Wir sollten das vorher klären, denn ab Samstag ist die Anmeldung offen und Duisburg ist oft nach wenigen Stunden ausgebucht. Wenn wir also teilnehmen wollen, dann sollten wir Samstag morgen (bzw. Nacht) melden.

Ich sage mal, ich bin in jedem Fall dabei, sonst gibt das nie was...


----------



## sun909 (8. Oktober 2009)

Gut,
dann hier oder per E-Mail/Tel eine FESTE Zusage bis Freitag abend, 19.00 Uhr.

Verbindliche Zusage Stand 14.00 Uhr:

1. Stuntbeck (Michael)                    
2. Daywalker74 (Thomas)               Prio: superschnell-schneller 4er Mix
3. Sun909 (Carsten)                       -auch im schnellen 4er Mix-hust...
4. Merlin (Tom)                             -im zuuu schnellen egal wo 
5. Surftigresa (Melanie)                  -schneller 4er Mix

Blitzfitz und Monsterchen (er hatte doch auch noch Interesse im schnellen?) habe ich jetzt auch noch angeschrieben, von dem habe ich eine Mail-Adresse, von den anderen (Gerd (Tauchsieder), Sebastian ( MasifCentralier)aktuell nicht...

to be continued...

grüße
Carsten


----------



## MTB-News.de




----------



## Stunt-beck (8. Oktober 2009)

Schön zu sehen das es doch noch Starter gibt. Könnte mir auch Vorstellen in einem schnellen 4er Team mit zu fehren. Als Vorbereitung empfehle ich den Poisencup und den EMC dort werde ich wieder starten nächstes Jahr. Zu dem Startgeld muß ich unserem belgischen Freud Recht geben. Wenn man bedenkt das man beim Bonn-Marathon schon 35 Euro bezahlt und dann nur 4 h unterwegs ist wenn überhaupt. Also da ich ja die Sache in die Hand nehmen soll melden sich doch bitte alle die interesse haben bei mir bis morgen Abend 18 Uhr. Sollten sich genug melden werde ich dann in der Nacht nennen. Ich bin ja eh auf. Und lade dann schon mal zum Zwiebelkuchen-essen nächsten Samstag für alle Teilnehmer ein. Was den WP angeht. Ich bin noch frei für ein Team es finden sich dann bestimmt noch andere. So nun liegt es an euch ob wir fahren oder nicht.

Gruß Micha


----------



## Merlin (8. Oktober 2009)

Ich würde zu zwei 4er Teams tendieren, dann könnte man ein (sehr) schnelles und ein  (etwas) gemütlicheres machen. Im 8er Team wirds mit den unterschiedl. Prioritäten eng...


----------



## sun909 (8. Oktober 2009)

...für ein 4er Mix braucht man nur eine Dame 

2x 4er ist durchaus realistisch, hast du Recht, Tom.

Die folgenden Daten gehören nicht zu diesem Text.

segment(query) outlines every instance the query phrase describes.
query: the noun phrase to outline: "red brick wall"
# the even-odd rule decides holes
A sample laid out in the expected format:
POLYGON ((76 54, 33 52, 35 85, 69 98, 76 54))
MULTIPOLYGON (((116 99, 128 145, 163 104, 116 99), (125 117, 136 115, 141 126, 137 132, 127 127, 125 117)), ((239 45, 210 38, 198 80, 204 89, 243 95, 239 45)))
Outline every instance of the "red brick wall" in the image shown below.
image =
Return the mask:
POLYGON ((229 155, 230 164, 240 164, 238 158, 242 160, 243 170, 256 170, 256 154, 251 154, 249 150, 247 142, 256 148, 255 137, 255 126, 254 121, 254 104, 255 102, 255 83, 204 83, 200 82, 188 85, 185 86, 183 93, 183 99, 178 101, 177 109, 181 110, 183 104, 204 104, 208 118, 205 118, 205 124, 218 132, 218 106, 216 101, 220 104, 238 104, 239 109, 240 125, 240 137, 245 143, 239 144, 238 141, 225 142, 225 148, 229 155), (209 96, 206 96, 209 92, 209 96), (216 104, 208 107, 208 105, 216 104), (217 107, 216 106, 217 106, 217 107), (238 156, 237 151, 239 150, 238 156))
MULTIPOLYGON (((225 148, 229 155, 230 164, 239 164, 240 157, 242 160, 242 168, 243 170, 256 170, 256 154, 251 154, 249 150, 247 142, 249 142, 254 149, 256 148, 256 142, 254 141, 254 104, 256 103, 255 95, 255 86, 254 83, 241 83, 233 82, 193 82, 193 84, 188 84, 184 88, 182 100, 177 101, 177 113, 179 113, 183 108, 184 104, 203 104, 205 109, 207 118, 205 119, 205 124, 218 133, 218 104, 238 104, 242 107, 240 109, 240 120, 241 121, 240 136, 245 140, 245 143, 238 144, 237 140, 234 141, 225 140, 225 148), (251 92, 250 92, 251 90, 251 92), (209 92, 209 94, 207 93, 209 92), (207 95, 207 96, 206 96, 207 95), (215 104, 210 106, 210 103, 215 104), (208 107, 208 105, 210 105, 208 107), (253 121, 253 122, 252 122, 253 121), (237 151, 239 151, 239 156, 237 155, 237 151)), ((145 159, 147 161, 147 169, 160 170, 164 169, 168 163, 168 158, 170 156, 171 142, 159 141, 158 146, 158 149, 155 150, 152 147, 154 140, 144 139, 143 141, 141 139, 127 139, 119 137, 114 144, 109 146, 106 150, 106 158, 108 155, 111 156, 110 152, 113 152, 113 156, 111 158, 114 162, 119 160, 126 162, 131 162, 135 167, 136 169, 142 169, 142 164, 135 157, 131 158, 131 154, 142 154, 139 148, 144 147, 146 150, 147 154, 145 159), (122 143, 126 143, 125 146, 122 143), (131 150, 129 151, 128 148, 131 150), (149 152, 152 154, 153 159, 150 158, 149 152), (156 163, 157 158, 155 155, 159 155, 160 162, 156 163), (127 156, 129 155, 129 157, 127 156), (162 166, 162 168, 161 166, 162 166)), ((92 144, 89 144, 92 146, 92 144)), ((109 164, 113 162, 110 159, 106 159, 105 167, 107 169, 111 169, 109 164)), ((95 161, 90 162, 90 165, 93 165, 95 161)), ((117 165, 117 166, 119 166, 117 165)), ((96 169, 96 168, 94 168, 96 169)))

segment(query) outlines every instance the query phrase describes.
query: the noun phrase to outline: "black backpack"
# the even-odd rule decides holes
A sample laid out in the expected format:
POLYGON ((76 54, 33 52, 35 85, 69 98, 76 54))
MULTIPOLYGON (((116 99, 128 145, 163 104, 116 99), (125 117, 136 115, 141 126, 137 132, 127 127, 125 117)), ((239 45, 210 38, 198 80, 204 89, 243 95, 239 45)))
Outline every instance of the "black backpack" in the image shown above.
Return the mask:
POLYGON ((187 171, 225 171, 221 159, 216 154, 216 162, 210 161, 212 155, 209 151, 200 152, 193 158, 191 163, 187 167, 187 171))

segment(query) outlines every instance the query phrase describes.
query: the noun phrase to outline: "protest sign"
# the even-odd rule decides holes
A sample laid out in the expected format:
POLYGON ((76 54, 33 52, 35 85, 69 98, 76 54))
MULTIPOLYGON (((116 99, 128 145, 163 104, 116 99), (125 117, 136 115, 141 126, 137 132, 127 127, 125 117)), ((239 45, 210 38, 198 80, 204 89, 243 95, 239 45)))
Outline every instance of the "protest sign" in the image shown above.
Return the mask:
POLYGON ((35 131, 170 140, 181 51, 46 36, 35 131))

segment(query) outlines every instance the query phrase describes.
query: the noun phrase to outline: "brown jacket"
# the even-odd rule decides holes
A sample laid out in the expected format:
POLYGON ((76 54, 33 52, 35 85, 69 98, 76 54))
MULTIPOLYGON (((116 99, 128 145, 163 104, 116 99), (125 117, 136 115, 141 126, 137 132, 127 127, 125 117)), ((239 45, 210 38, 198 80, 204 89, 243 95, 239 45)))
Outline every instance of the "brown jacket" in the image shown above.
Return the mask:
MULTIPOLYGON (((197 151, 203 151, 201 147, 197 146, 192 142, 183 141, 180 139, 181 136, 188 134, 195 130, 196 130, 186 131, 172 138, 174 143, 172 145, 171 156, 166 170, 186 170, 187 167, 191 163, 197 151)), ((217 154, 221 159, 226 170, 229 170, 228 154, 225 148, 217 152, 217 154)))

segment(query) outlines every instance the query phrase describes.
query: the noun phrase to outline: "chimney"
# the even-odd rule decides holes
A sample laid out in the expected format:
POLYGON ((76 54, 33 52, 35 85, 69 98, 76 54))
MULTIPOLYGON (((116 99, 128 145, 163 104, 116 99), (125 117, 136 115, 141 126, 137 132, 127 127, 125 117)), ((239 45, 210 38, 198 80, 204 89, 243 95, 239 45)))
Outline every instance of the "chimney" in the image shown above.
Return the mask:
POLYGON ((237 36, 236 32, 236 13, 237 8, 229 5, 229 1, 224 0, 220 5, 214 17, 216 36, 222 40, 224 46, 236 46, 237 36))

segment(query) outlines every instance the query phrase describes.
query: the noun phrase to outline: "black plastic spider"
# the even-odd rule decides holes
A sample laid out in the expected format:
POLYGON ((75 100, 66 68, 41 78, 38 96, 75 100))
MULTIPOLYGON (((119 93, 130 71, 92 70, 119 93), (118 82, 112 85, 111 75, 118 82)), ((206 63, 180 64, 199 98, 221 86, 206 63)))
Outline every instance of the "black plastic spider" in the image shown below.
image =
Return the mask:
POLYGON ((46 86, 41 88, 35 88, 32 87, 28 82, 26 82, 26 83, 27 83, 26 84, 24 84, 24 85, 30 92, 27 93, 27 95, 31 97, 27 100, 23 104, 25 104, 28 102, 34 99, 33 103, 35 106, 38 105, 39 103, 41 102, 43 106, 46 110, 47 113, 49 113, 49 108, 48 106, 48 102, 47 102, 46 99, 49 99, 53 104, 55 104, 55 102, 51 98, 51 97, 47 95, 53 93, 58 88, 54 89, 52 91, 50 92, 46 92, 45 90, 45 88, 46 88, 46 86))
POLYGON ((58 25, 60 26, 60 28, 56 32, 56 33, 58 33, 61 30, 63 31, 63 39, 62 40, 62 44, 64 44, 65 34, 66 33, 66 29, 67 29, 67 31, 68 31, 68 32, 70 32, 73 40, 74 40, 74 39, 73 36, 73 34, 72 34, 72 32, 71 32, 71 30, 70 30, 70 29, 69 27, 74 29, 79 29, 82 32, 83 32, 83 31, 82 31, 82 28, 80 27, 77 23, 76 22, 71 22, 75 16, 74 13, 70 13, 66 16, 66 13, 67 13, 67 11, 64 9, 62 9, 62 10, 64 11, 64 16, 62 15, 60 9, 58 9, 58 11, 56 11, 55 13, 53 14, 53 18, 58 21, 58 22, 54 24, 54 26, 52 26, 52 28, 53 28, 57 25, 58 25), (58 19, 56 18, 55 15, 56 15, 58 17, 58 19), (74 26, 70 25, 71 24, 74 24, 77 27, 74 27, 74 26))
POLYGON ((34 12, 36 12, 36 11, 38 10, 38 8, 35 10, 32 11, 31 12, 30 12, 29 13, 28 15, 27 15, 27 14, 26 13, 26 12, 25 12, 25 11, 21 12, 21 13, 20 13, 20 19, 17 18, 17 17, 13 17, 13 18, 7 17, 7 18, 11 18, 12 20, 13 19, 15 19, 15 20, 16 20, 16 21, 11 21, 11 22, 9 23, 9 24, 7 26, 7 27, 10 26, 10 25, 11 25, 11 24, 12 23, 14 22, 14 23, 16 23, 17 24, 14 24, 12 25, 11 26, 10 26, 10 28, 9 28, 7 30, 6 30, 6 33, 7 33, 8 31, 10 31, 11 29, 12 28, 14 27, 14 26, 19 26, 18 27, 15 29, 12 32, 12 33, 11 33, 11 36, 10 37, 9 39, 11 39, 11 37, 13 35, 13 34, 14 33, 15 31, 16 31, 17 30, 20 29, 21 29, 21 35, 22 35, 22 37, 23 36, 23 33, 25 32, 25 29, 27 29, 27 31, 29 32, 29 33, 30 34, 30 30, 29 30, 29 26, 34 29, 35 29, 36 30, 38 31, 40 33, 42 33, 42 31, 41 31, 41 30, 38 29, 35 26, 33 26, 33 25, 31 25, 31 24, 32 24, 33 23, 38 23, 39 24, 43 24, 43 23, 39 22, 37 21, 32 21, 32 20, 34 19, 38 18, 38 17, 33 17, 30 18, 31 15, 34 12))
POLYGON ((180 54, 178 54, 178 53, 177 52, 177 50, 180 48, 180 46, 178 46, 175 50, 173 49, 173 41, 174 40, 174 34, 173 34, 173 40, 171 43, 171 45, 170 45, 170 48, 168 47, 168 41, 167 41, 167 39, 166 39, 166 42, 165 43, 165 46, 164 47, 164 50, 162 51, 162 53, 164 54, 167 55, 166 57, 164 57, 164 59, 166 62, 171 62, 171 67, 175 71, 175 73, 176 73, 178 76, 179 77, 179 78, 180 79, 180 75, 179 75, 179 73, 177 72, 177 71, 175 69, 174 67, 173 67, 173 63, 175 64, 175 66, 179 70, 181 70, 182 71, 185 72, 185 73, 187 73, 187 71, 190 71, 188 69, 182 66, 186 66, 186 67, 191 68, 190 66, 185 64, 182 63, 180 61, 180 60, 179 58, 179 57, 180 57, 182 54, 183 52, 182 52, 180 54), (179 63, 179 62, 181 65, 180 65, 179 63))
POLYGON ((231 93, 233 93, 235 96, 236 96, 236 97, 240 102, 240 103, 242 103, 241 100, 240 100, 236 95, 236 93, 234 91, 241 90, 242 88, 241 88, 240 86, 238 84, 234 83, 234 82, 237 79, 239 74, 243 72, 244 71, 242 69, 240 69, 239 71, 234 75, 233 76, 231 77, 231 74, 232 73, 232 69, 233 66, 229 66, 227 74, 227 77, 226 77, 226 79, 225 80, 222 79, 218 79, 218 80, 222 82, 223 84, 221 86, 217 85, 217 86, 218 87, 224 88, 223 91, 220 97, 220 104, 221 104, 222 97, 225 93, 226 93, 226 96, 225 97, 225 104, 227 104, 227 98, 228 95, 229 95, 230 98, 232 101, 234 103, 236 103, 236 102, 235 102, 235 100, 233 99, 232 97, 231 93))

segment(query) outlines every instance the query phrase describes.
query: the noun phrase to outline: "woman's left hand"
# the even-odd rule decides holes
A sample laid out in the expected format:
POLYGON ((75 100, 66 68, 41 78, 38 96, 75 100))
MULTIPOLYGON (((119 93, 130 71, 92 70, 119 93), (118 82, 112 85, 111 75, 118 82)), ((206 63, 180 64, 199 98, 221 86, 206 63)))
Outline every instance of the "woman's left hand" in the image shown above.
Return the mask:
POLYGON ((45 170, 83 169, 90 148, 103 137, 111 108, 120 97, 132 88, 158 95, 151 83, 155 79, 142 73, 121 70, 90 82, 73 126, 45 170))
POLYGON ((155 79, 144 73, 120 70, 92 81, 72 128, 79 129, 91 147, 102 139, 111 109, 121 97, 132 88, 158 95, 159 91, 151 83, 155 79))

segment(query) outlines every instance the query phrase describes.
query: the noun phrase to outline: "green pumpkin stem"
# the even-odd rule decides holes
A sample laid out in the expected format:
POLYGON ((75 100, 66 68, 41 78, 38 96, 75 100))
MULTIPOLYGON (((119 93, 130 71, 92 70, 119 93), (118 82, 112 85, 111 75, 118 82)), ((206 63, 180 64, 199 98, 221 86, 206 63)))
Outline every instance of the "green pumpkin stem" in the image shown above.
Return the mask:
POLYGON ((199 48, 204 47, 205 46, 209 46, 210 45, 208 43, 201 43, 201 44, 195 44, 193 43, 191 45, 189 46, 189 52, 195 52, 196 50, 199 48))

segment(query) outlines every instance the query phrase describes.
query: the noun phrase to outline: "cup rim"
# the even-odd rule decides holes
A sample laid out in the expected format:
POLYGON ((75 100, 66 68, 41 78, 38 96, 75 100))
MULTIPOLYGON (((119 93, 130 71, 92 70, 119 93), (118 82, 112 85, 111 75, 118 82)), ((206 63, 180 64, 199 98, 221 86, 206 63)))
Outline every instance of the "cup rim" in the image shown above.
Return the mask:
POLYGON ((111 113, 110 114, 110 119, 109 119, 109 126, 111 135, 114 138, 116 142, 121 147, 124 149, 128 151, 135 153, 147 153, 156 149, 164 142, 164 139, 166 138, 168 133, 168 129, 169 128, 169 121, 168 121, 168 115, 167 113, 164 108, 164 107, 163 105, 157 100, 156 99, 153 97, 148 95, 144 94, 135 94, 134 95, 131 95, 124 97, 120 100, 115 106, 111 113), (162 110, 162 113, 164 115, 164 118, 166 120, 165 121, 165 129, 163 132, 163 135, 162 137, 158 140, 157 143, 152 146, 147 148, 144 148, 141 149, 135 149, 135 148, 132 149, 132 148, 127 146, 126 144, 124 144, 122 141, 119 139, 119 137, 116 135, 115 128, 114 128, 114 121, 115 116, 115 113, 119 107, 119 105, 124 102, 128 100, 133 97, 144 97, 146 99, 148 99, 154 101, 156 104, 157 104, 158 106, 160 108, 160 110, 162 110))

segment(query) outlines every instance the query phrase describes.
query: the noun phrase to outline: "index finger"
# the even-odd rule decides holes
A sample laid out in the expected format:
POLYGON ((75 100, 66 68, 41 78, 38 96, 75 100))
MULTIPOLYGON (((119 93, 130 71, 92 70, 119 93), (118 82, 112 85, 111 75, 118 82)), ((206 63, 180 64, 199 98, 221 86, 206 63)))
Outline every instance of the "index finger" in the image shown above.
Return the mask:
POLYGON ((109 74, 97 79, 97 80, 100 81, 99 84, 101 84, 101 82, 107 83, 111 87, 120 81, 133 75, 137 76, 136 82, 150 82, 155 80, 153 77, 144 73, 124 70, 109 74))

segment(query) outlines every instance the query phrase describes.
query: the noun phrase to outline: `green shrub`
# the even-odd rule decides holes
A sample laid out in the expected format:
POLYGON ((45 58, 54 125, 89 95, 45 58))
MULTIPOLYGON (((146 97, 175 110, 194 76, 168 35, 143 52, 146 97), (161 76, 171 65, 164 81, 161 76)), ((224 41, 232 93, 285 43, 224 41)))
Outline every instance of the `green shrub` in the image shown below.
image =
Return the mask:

Micha, hast du die beiden o.g., von denen ich nix hatte, angemailt / SMS ?

Melanie überlegt bei Ridefirst (Marc) im WP Pokal-Team mitzufahren (s. Thread unter uns hier). Da war auch noch Platz, vielleicht passt das für dich?

grüße


----------



## Stunt-beck (8. Oktober 2009)

Hallo Carsten habe leider auch keine Adressen von den beiden. Was die frauenquote anbetrifft. Philbert also Sabine hatte auch interesse. Ich brauche sie nur anzurufen und informieren über den Stand der Dinge. Somit wäre das mit den Frauen schon geregelt. Wenn der Ralf und Thomas ( monsterchen) noch dabei wären könnten wir auch noch Silvya dazu nehmen wenn sie will ich denke wir bekommen das zusammen mit zwei 4er Teams. Dann brauchen wir aber noch einen zweiten der der das andere Team meldet es geht immer nur einer der nennt. Und zwar muß es der Teamführer sein. Bis später muß jetzt erst mal mit Hund und Kind raus. Kannst mich aber auch anrufen wenn du willst 

Grüße Micha


----------



## sun909 (8. Oktober 2009)

...mal abwarten, wer sich bis morgen noch meldet. 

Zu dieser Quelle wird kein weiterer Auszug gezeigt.